5. 6. 7. 8.

In the Studio with Mickalene Thomas
Mar 27, 2013 5:51PM

5. Set

“This section is usually built out with my furniture and [props]—an interior installation; but none of that stuff is here because of my Brooklyn Museum show [at the ICA Boston through April 7th] and my Lehmann Maupin show. When I introduced photography to my practice I had to think of using photography as I would approach a painting. And so that’s why I think the sets evolved—because I would need a backdrop for the models, like ‘Oh, stand here behind this curtain’ and that’s how it started. But then I thought, ‘Oh that section’s a little bare, you need a plant’ and then ‘Oh, now, it’s sort of uneven, you need to sit on a chair,’ etc. So then it evolved into these spaces. I look at old photographs, either from my childhood or my family’s home, and I source other images from the ’70s, particularly from The Practical Encyclopedia of Good Decorating and Home Improvement. I look through that a lot to figure out how to arrange the room.”

“I get my wallpapers from The Second Hand Rose, which is a fantastic wallpaper store in Manhattan—wallpaper from floor to ceiling, from all different eras and periods. I found [the store] many years ago just doing a Google search. Before I used to paint the wall and then stencil it, but that got a little arduous.”

6. Textiles

“I get a lot of my fabrics from the Fashion District [in New York], or I find a lot of my fabrics at different Goodwills, Salvation Armies, [and other] second hand stores—I look for old house dresses, sheets, curtains, shirts, skirts, pants.”

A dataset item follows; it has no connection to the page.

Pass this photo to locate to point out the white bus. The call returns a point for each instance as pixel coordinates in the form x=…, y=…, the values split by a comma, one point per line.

“I think textiles have this quality—if you think of the African textiles and how they come from particular fractal forms of their own history—of formations of how Africans defined themselves, their tribes and where they’re from and how they navigated through their land. But these textiles have shifted, because even though they are very much rooted in African culture and history, they’re Dutch made, you know? And so this forms how we are perceiving different things, of where culture really comes from, and who sort of adapts to that and who takes it on and how they claim or reclaim it in their own way. Whose textile is it, anyway? It is the Africans or is it the Dutch? I think those things become amalgamated and that, on some level, we’re all truly connected.”

7. Canvas Storage

Wood “canvases” ready to be primed, and paintings ready to be shipped.

8. Changing Room

“Because I have a lot of different models coming in, I wanted it to feel like this is where they’re getting ready for their big show. I found a great door guy in Brooklyn. I knew I wanted something that fit my personality and so he made this makeshift sliding door. And then I had the sign made that says ‘No Boys Allowed.’ I need to hang it up.”